My Forever Hero by Karen Legasy

My Forever HeroMy Forever Hero by Karen Legasy

My rating: 3 of 5 stars


This book started off interesting and strong – from first meeting, to . . . well continuation of that first meeting, extended to shore. Then got annoying.

Right, so the book opens with one of the lead characters, Marlee Nevins, surfing. Or, more accurately, in the process of dying because she went out surfing without a surf buddy, got caught by the waves or something (rip-tide?), and is now drifting off shore as the book opens. Something like six hours later. No one around. Nothing around. Drifting. But then something appears! An angry looking shark. Which proceeds to eat her surf-board while Marlee tries to dissuade the shark’s advances by way of hitting it with her shoe. She’s saved from certain death by the arrival of a woman on a jet ski, Abigail Taylor, and her son in the massively large sail boat – Josh (the son is named Josh, not the boat, the boat is named ‘The Cavity’).

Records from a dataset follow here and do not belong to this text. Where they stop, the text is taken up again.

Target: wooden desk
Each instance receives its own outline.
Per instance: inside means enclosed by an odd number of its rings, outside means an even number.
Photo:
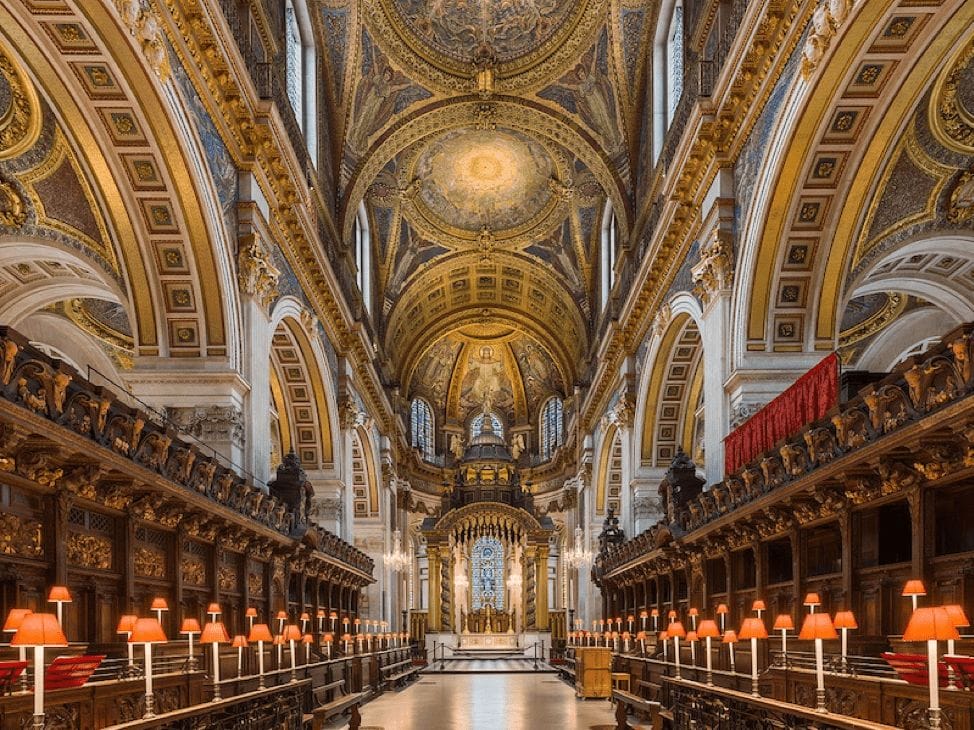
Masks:
[[[579,697],[612,695],[612,651],[600,647],[575,650],[575,694]]]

Abigail’s first words to Marlee was something like ’stupid tourist’ (or, perhaps, ‘Stupid Canadian tourist’), and their relationship builds from there.

Bah, I wish I wasn’t still suffering and ill. I’d write something grand, I’m sure. Mmphs.

My biggest problem with this book was the romance. As in – everything about it. Marlee found herself attracted to Abigail. Abigail both gave off every signal that she wasn’t interested, and bluntly told Marlee that she wasn’t interested – Marlee still forced herself onto her and kissed her, forcing her tongue down her throat. I mean, what the fuck? Abigail eventually comes around to the idea that maybe she is not actually straight, but that whole ‘lesbian converts straight woman’ story line reads like something anti-lesbians would put out as a scare story/tactic. ‘See! See, this is what lesbians do! *clutches pearls* They . . . *sobs* they force themselves onto good heterosexual women and . . . and . . . *sobs*’ Seriously, that’s the way the romance read. All the way up to Abigail suddenly switching to ‘oh, well, I do find you sexually desirable, what was I thinking, come here and insert your fingers into my vagina now please’ (not a line that actually occurs in the book, but there was a rapid switch). I mean, what the fuck? Marlee and Abigail displayed no chemistry. And their romance really just got in the way of what had started off seeming like an interesting book.

Oh, and remember how I noted that Marlee was also saved by Josh? The son of Abigail? While I had no desire to spend pages after pages with him, I still expected something a little more – he, conveniently, spent most of the book off with the father.

So . . . I didn’t particularly like the romance.

The best part of this book, if I were to insert something like that into all the reviews I wrote, would be the few pages wherein the two women played with kittens. I like kittens.